(1512–1594) Dutch cartographer and geographer
Mercator, originally named Kremer, was born at Rupelmonde, now in Belgium. At the University of Louvain (1530–32) he was a pupil of Gemma Frisius. After learning the basic skills of an instrument maker and engraver, he founded his own studio in Louvain in 1534. Despite accusations of heresy and imprisonment in 1544, he remained in Louvain until 1552, when he moved to Duisburg and opened a cartographic workshop.
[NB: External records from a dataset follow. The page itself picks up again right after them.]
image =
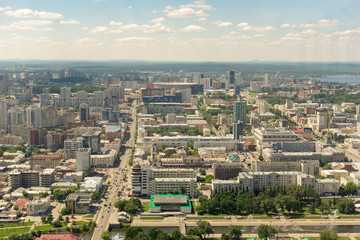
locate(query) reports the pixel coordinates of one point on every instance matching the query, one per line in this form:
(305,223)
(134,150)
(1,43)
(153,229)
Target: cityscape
(132,120)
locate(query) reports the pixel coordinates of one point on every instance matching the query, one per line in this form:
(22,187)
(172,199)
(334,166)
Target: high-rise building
(231,77)
(34,116)
(240,112)
(4,83)
(322,117)
(82,159)
(84,112)
(3,116)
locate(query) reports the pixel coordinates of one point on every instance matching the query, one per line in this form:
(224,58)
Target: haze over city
(324,30)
Mercator first made his international reputation as a cartographer in 1554 with his map of Europe in which he reduced the size of the Mediterranean from the 62° of Ptolemy to a more realistic, but still excessive, 52°. He produced his world map in 1569 and his edition of Ptolemy in 1578, while his Atlas, begun in 1569, was only published by his son after his death. It was intended to be a whole series of publications describing both the creation of the world and its subsequent history. Mercator was the first to use the term ‘atlas’ for such works, the book having as its frontispiece an illustration of Atlas supporting the world.
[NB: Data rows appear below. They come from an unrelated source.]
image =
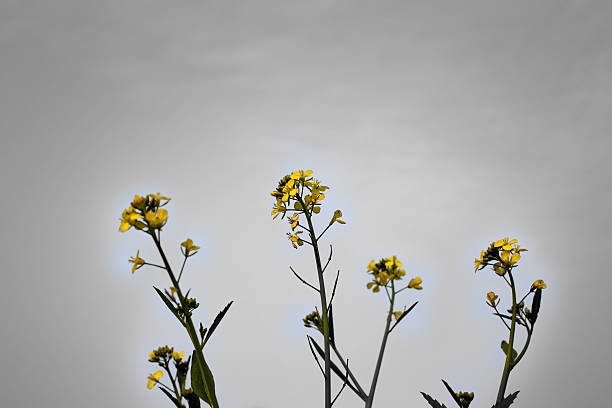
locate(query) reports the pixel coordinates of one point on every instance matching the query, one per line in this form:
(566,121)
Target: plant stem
(382,348)
(508,364)
(189,323)
(315,248)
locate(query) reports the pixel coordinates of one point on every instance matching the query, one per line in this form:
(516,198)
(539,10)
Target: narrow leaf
(172,398)
(505,403)
(216,322)
(450,390)
(168,303)
(192,400)
(203,384)
(432,402)
(330,318)
(505,347)
(335,368)
(403,315)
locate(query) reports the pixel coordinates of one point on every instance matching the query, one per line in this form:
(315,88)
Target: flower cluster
(385,271)
(465,398)
(144,213)
(314,320)
(502,255)
(300,194)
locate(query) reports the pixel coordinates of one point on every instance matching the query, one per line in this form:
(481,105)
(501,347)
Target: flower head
(154,379)
(383,272)
(137,261)
(187,247)
(156,219)
(491,298)
(415,283)
(539,284)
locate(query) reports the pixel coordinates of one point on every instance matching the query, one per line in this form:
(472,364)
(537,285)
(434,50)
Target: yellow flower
(301,174)
(294,220)
(156,219)
(336,218)
(391,261)
(129,219)
(415,283)
(295,239)
(491,298)
(139,202)
(539,284)
(505,243)
(189,247)
(479,262)
(137,261)
(153,379)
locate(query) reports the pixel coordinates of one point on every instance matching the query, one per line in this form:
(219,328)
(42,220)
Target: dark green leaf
(172,398)
(432,402)
(505,403)
(168,303)
(403,315)
(203,383)
(216,322)
(450,390)
(335,368)
(192,399)
(330,317)
(505,347)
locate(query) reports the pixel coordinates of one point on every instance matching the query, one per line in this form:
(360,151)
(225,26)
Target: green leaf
(335,368)
(203,383)
(505,347)
(505,403)
(432,402)
(192,399)
(450,390)
(403,315)
(216,322)
(168,303)
(330,319)
(172,398)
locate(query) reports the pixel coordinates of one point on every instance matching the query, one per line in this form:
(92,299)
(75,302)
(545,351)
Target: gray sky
(439,126)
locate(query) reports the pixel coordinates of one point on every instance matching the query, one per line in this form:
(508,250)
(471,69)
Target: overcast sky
(439,126)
The value of Mercator's work lies not just in his skills as an engraver, but also in the introduction of his famous projection in his 1569 map of the world. Navigators wished to be able to sail on what was called a rhumb-line course, or a loxodrome, i.e., to sail between two points on a constant bearing, charting their course with a straight line. On the surface of a globe such lines are curves; to project them onto a plane chart Mercator made the meridians (the lines of longitude) parallel instead of converging at the Poles. This made it straightforward for a navigator to plot his course but it also produced the familiar distortion of the Mercator projection – exaggeration of east–west distances and areas in the high latitudes.
The big difference, apart from projection, between Mercator's and classical maps was in the representation of the Americas. He was not the first to use the name America on a map, that distinction belonging to Martin Waldseemüller in 1507, but he was the first to divide the continent into two named parts – Americae pars septentrionalis (northern part of America) and Americae pars meridionalis (southern part of America).